Attack Execution Flow
The target program consumes user-controllable data in the form of tags or variables.
The target program does not perform sufficient boundary checking.
A buffer overflow vulnerability exists in the Yamaha MidiPlug that can be accessed via a Text variable found in an EMBED tag.
A buffer overflow in Exim allows local users to gain root privileges by providing a long :include: option in a .forward file.
Skill or Knowledge Level: Low
An attacker can simply overflow a buffer by inserting a long string into an attacker-modifiable injection vector. The result can be a DoS.
Skill or Knowledge Level: High
Exploiting a buffer overflow to inject malicious code into the stack of a software system or even the heap can require a higher skill level.
An attacker can modify the variables and tag exposed by the target program.
An attacker can automate the probing by input injection with script or automated tools.
Use a language or compiler that performs automatic bounds checking.
Use an abstraction library to abstract away risky APIs. Not a complete solution.
Compiler-based canary mechanisms such as StackGuard, ProPolice and the Microsoft Visual Studio /GS flag. Unless this provides automatic bounds checking, it is not a complete solution.
Use OS-level preventative functionality. Not a complete solution.

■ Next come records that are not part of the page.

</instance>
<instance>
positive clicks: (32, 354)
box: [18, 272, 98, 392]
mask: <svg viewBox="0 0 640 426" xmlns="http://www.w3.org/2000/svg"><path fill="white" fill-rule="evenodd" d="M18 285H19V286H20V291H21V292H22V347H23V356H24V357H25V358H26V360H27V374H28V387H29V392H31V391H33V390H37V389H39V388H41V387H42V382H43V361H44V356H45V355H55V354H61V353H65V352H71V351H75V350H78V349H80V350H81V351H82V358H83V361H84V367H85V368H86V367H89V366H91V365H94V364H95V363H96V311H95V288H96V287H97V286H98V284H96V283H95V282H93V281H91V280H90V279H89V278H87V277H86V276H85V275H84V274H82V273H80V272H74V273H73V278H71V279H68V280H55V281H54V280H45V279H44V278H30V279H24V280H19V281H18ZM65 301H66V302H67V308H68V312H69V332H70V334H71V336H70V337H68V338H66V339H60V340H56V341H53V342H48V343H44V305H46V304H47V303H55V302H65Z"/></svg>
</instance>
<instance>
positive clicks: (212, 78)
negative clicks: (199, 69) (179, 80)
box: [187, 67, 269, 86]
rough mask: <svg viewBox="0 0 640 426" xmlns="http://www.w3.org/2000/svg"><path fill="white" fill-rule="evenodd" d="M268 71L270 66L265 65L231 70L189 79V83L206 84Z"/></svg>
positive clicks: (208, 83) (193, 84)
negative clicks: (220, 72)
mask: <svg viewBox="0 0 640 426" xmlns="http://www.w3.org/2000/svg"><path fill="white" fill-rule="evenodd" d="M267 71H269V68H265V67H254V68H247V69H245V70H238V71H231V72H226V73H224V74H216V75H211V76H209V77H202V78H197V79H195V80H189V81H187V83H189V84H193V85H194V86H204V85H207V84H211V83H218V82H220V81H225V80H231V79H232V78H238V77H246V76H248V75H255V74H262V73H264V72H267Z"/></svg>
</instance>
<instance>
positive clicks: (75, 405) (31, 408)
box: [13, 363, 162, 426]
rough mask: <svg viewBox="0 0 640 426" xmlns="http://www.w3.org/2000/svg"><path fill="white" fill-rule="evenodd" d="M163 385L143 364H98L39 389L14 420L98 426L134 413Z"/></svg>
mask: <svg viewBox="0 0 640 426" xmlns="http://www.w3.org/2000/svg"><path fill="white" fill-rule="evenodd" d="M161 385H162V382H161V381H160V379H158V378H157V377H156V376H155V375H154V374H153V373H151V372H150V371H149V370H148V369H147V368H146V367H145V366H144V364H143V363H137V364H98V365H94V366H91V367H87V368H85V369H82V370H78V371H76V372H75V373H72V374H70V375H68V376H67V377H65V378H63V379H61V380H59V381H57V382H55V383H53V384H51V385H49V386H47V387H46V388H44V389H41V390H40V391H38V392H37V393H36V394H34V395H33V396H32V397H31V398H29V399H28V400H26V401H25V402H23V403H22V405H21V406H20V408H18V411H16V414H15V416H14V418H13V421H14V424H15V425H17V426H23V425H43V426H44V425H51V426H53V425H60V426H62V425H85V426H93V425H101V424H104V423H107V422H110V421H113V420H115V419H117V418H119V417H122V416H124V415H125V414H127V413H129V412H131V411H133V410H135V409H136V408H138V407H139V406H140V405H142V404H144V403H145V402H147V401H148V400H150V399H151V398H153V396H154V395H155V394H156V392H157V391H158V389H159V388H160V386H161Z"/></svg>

Do not trust input data from user. Validate all user input.
When the function returns control to the main program, it jumps to the return address portion of the stack frame. Unfortunately that return address may have been overwritten by the overflowed buffer and the address may contain a call to a privileged command or to a malicious code.
G. Hoglund and G. McGraw. "Exploiting Software: How to Break Code". Addison-Wesley. February 2004.